STEVENSON is pleased to present Hotel Universo, a solo exhibition by Guy Tillim.
Moving away from the colour photography that has characterised his recent projects, Tillim returns to his archive and his darkroom to produce new black and white images for the three bodies of work that comprise Hotel Universo.
The first, from which the exhibition gets its name, focuses on the built environment, reflecting the ways in which history and the passage of time are inscribed through the processes of construction, maintenance and disrepair. The images were taken in Mozambique, Angola and the Democratic Republic of Congo between 2003 and 2007, their abstracted form offering the viewer a window through which to observe the brick-and-mortar residue left by the collapse of regimes. Tillim states:
‘I didn’t determinedly set about photographing vestiges of colonial power. I was simply fascinated by the place I found myself in, the sensation of it, and the feeling of being utterly lost in fact, so different was this environment from the one I grew up in.’
Second Nature, taken in French Polynesia between June 2010 and March 2011, places emphasis on that region’s natural landscape. In the making of Second Nature I, the initial iteration of these works, Tillim described a fascination with the area’s ability to elude convincing representation. Reading through debates, including those had by the artists who accompanied Captain James Cook’s 18th century voyages, Tillim remarked at their parallels with present questions about the complexities of judgment and control around image-making. To one such question, ‘How much do you “give” a scene and how much do you let it speak for itself?’ Tillim now responds:
I suppose that in the end my solution was to try and—I know this sounds trite, but to let the place speak through me, as it were; speak for itself, in other words. To my mind this meant looking for some kind of equality of the elements that I was looking at through the camera - the sea, the mountain, the palms. Not to trade in clichés, or to say too emphatically what was photographed.
In contrast, Dar es Salaam and Abidjan takes its cue from street photography and places emphasis on individuals. The pictured crowds engage in commerce, travel and other acts towards the fulfilment of needs. Tillim combines elements from different frames to create new scenes of urban life ‘so particularly ordinary [they have] effortless grace’. He adds:
‘I suppose I’m playing with time really. The scenes all happened; not in that sequence maybe, but with another throw of the dice, who knows?’
Hotel Universo, Second Nature and Dar es Salaam and Abidjan are presented as unique photobooks, in order to provide an individual experience of each body of work. All three series have been created using digital capture to make traditional silver gelatin prints from digital negatives, with Tillim attributing the renewed focus on this analogue aesthetic to the discovery of new inks and methods.

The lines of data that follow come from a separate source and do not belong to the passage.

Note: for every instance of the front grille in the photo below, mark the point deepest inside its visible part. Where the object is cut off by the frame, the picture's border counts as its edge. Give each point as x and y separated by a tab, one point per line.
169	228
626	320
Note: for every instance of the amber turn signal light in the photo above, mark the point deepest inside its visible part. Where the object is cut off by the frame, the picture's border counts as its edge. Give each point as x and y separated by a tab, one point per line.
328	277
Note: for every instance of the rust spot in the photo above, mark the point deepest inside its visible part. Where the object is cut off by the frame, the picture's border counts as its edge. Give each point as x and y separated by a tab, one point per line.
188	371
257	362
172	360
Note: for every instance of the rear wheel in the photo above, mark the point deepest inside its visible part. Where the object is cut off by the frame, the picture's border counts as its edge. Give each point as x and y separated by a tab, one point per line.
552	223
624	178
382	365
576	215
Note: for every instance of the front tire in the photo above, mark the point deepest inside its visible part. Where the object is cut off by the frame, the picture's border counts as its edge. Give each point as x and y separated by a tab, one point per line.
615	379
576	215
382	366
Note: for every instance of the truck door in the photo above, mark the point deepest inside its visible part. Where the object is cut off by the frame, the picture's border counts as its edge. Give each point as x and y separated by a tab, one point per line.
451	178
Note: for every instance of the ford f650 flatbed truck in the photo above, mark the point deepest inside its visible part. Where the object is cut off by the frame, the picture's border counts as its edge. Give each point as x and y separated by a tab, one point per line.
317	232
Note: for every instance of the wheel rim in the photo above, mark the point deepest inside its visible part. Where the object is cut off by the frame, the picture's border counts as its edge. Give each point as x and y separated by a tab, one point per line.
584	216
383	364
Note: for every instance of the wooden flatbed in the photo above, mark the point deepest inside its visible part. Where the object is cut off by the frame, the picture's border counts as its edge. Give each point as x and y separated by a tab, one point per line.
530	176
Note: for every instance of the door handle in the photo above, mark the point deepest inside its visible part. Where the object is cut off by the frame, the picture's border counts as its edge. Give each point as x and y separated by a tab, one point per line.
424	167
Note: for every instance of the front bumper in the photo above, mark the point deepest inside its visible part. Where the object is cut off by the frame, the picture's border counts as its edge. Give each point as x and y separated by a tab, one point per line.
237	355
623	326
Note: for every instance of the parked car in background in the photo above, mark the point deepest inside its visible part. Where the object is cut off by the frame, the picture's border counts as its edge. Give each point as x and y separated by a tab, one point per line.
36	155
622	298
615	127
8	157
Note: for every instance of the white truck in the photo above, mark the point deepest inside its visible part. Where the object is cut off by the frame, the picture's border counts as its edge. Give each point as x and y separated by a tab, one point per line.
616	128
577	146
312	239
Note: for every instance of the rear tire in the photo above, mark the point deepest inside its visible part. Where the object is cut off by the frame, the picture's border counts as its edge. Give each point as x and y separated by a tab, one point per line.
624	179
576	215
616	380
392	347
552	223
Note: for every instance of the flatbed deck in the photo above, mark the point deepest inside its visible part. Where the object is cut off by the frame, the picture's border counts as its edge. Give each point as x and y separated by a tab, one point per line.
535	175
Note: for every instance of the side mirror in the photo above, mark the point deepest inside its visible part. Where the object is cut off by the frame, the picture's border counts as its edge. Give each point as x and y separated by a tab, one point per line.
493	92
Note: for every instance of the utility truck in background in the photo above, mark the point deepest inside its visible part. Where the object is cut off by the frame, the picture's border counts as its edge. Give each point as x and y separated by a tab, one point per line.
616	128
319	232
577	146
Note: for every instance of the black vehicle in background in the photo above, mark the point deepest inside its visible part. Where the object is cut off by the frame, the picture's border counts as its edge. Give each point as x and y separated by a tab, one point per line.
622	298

The exhibition is accompanied by a selection of framed prints, as well as an online presentation that will include a slideshow with audio commentary by the artist.
Tillim was born in Johannesburg in 1962 and lives in Vermaaklikheid in South Africa. He started photographing professionally in 1986, working with the Afrapix collective until 1990. His work as a freelance photographer in South Africa for the local and foreign media included positions with Reuters between 1986 and 1988, and Agence France Presse in 1993 and 1994.

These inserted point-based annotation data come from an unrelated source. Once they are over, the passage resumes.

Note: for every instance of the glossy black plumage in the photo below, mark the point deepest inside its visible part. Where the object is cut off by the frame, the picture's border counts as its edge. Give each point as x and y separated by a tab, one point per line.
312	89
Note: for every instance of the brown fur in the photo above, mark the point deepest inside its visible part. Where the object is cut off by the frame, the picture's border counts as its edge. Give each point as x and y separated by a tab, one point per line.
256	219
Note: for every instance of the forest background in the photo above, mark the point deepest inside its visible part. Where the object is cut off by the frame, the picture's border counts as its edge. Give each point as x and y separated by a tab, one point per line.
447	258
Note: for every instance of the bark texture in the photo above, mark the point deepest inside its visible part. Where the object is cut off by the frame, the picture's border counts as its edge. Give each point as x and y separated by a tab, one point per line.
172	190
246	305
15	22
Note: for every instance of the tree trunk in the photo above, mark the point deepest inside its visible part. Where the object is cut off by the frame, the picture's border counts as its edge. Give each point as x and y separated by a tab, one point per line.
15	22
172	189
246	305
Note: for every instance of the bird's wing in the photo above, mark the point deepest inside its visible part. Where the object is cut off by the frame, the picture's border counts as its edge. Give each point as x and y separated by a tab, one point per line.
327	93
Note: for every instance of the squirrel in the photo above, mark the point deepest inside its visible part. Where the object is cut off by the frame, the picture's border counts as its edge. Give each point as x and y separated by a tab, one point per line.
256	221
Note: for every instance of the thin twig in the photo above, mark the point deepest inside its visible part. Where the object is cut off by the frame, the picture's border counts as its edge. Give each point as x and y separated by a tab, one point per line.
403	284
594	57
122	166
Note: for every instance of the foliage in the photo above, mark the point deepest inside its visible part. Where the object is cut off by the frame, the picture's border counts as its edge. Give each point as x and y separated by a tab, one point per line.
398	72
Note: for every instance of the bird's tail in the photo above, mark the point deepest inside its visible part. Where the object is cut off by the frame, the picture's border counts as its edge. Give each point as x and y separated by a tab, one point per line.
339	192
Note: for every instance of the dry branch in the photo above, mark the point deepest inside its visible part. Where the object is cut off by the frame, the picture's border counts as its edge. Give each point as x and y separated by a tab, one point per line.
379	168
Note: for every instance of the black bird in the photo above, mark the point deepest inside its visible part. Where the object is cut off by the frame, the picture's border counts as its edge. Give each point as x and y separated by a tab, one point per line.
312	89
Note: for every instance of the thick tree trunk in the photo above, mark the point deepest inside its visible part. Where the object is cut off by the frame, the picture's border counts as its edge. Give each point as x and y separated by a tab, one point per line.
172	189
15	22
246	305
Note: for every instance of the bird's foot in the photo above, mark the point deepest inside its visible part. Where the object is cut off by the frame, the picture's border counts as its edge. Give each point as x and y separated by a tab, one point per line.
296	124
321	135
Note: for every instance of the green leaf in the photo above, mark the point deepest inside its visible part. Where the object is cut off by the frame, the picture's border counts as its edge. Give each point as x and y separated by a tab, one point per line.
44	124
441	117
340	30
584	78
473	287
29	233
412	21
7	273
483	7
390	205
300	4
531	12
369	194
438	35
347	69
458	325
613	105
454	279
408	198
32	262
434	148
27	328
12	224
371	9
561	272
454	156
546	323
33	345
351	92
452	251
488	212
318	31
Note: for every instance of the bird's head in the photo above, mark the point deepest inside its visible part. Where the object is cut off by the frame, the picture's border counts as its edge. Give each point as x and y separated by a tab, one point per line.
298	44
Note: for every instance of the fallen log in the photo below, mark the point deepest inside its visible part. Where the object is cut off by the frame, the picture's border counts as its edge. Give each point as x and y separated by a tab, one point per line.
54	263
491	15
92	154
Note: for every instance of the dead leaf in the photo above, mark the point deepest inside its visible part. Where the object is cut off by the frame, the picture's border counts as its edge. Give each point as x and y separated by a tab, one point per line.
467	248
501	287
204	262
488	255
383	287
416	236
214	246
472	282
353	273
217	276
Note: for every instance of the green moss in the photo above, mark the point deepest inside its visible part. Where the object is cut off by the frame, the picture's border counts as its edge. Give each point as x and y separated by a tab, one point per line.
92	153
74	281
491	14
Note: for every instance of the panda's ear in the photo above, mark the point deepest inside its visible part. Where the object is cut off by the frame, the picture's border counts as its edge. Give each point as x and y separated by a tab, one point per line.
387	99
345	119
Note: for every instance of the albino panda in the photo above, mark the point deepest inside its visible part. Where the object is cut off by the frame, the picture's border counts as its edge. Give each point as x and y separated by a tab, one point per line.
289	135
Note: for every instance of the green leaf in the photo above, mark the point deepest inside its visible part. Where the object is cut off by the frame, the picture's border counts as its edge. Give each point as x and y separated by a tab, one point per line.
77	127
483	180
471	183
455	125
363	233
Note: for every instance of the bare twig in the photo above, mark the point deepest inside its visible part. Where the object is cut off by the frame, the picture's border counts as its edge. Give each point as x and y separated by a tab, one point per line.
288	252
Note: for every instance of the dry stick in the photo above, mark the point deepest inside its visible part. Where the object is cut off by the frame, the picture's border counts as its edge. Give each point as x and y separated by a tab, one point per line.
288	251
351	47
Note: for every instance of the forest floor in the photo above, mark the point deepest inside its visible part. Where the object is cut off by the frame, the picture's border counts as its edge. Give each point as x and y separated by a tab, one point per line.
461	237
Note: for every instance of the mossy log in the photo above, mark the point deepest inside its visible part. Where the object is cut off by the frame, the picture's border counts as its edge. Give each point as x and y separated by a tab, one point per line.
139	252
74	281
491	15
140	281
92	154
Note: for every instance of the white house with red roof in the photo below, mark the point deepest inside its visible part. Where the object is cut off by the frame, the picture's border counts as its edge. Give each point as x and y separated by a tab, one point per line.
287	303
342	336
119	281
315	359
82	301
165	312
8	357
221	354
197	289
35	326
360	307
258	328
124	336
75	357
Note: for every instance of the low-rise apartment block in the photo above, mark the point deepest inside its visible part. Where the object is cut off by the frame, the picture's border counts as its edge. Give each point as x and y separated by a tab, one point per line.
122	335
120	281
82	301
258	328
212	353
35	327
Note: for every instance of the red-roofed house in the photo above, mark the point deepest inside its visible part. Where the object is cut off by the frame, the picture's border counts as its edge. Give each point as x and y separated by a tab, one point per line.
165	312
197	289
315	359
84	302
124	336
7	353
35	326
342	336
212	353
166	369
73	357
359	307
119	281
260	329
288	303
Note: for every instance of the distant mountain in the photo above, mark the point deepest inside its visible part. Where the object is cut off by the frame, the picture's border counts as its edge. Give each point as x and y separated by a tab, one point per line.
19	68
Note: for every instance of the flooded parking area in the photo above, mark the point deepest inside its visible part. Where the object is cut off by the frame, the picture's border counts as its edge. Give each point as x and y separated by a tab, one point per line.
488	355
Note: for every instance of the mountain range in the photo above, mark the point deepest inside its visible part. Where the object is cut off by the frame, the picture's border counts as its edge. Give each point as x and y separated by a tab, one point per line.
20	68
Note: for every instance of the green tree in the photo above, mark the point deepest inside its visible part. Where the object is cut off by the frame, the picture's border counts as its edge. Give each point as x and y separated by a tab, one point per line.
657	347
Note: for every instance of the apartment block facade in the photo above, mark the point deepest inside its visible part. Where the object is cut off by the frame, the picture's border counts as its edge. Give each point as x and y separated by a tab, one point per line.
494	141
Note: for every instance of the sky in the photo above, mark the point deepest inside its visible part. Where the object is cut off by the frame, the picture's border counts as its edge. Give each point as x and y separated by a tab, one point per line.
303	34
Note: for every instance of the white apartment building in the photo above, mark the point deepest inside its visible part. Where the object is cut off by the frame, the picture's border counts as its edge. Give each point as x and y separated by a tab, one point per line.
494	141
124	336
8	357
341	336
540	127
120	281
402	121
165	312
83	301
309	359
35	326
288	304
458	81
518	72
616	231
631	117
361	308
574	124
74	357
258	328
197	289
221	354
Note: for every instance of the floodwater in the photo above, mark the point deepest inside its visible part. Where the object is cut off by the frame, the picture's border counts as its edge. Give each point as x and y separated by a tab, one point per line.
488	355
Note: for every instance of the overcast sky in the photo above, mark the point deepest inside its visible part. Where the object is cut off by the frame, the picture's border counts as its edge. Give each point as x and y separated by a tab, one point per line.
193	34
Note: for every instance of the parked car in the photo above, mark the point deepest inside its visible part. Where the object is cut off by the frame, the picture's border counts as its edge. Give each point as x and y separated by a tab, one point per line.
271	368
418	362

Stevenson opened in 2003 in Cape Town’s Green Point district, after a visit to documenta 11, curated by Okwui Enwezor, by founding directors Michael Stevenson and Andrew da Conceicao. Moved by Enwezor’s ethos, they decided to create a new platform for contemporary art in South Africa, which was short on dedicated spaces at the time. Since its inception, Stevenson has connected local artists to the global art world, and introduced international practitioners to South African audiences.